Our trip to Texas last fall for the National Milk Producers Association's Young Cooperators Program brought us to the Dallas suburb of Grapevine, which claimed to be the Christmas Capital of Texas. And our hotel, it seemed, spared no expense in capitalizing on this claim. When we arrived at our hotel, the grounds were swarming with workers putting up Christmas lights (we later found out the display included 1.5 million lights) and there was a gigantic sign next to the driveway which announced "3 Days until ICE!"
The flyer we received at check-in announced the upcoming grand opening of the ICE! exhibit, but offered no description of the event and all the hotel concierge would tell us was, "Oh, you just have to see it to believe it."
So, for the next couple days as we traveled through the convention center's atria, we watched workers setting up Christmas decorations and sprinkling fake snow everywhere, thinking, "You'd think it's the week before Christmas in here, but it's not even Thanksgiving yet! What exactly is this ICE! hoopla all about?"
The day before the grand opening of ICE!, we finally heard our first explanation of what the exhibit featured. A Texan dairyman at our convention told us: "They chill this tent and fill it with two million pounds (literally) of sculpted, painted ice. They keep the tent at nine degrees. Oh, you should really go if you're going to be here when it opens. By next week, there will be people waiting in line for three hours to enter."
We were intrigued. When we got back to our room that night we called to inquire about tickets for ICE! The tickets were 23 dollars a person. We decided that 46 dollars was too much to spend to see ice. After all, we didn't go to Texas to don winter coats and ogle over ice. We have nearly six months to do that here in Minnesota.

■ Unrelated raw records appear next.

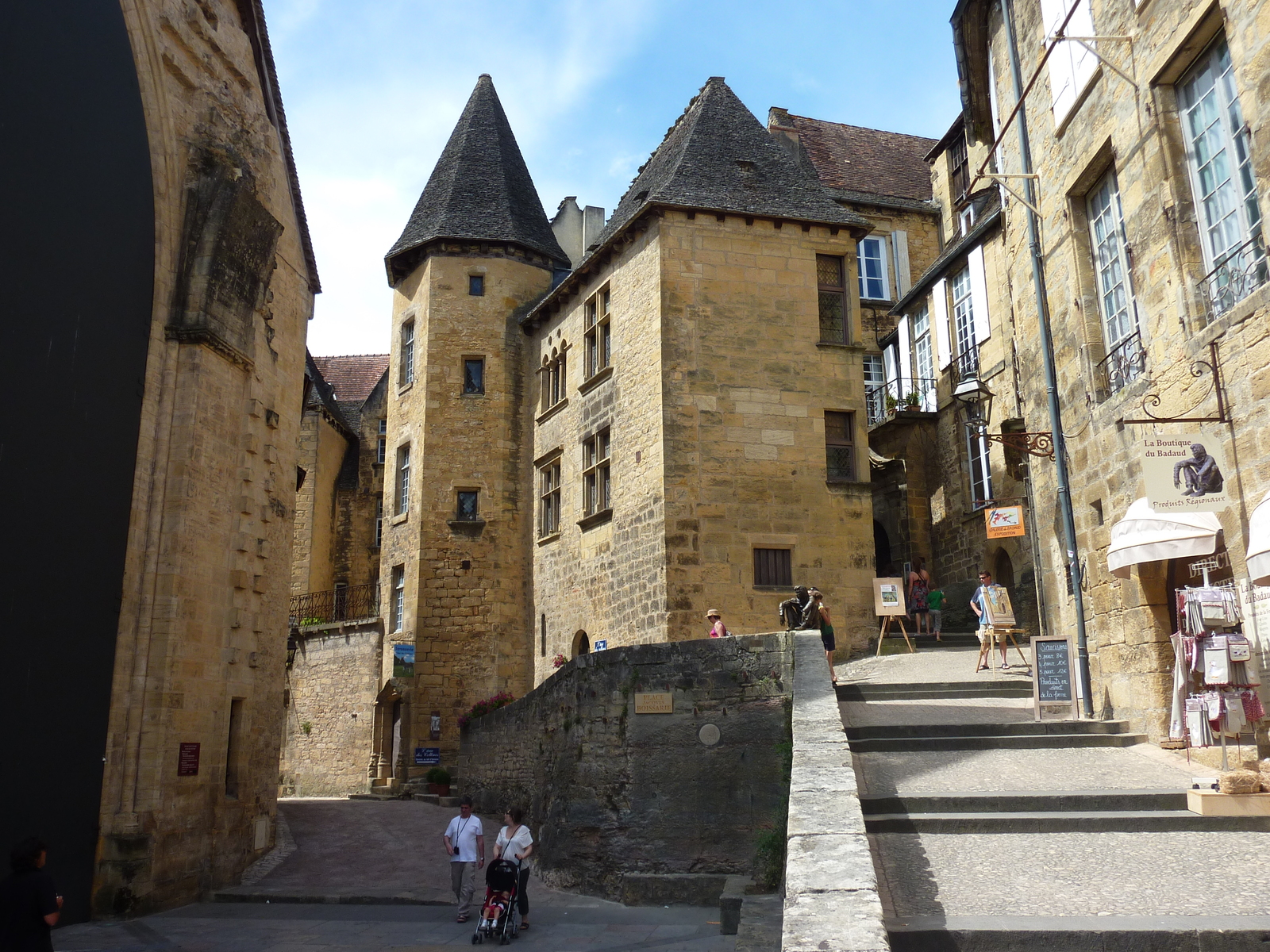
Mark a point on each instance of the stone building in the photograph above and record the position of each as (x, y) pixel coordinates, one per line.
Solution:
(622, 427)
(1151, 190)
(336, 663)
(154, 503)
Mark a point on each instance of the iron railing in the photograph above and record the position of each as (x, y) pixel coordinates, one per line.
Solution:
(340, 605)
(1123, 365)
(1238, 273)
(905, 393)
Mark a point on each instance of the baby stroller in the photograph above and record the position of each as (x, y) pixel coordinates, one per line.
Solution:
(502, 879)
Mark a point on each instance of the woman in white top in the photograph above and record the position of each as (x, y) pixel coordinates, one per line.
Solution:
(518, 843)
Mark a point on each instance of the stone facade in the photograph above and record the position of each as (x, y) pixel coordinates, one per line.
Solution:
(203, 612)
(611, 793)
(1113, 133)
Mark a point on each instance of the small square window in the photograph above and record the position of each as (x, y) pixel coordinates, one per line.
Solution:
(772, 566)
(468, 509)
(474, 374)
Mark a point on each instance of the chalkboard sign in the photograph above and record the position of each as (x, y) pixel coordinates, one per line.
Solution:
(1052, 668)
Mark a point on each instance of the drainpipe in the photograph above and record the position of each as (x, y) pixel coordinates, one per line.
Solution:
(1047, 355)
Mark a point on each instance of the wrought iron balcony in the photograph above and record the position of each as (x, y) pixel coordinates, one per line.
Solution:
(1123, 365)
(1240, 272)
(902, 393)
(340, 605)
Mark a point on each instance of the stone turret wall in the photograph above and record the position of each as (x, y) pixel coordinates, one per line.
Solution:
(611, 793)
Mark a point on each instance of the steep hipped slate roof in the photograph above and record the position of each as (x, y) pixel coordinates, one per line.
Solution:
(353, 376)
(718, 156)
(855, 159)
(480, 188)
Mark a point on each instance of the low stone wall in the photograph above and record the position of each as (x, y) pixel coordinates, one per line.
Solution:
(620, 800)
(831, 889)
(329, 708)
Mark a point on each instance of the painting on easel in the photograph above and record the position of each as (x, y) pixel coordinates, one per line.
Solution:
(999, 611)
(889, 597)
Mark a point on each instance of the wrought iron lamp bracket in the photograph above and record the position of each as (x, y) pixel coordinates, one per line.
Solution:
(1198, 368)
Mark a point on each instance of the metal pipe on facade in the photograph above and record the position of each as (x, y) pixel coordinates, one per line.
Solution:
(1047, 351)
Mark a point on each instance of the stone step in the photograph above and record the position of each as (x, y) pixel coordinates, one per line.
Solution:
(1014, 687)
(1077, 933)
(1030, 727)
(999, 742)
(1066, 822)
(1028, 801)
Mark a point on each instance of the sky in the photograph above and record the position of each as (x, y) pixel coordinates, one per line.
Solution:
(374, 88)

Our reasoning was easy enough to understand. When we were asked the next day by another Texan if we were going to ICE!, all I had to say was, "Well, we're from Minnesota –"
"– Oh, I understand," he said before I could even explain.
I've found myself thinking quite a bit over the last couple weeks, with the ice storm in January and now this snow event, about the novelty of ice in Texas and their "green" Christmas. Maybe we should consider ourselves lucky to live in a place graced with the beauty of winter. Or maybe we should just start selling tickets.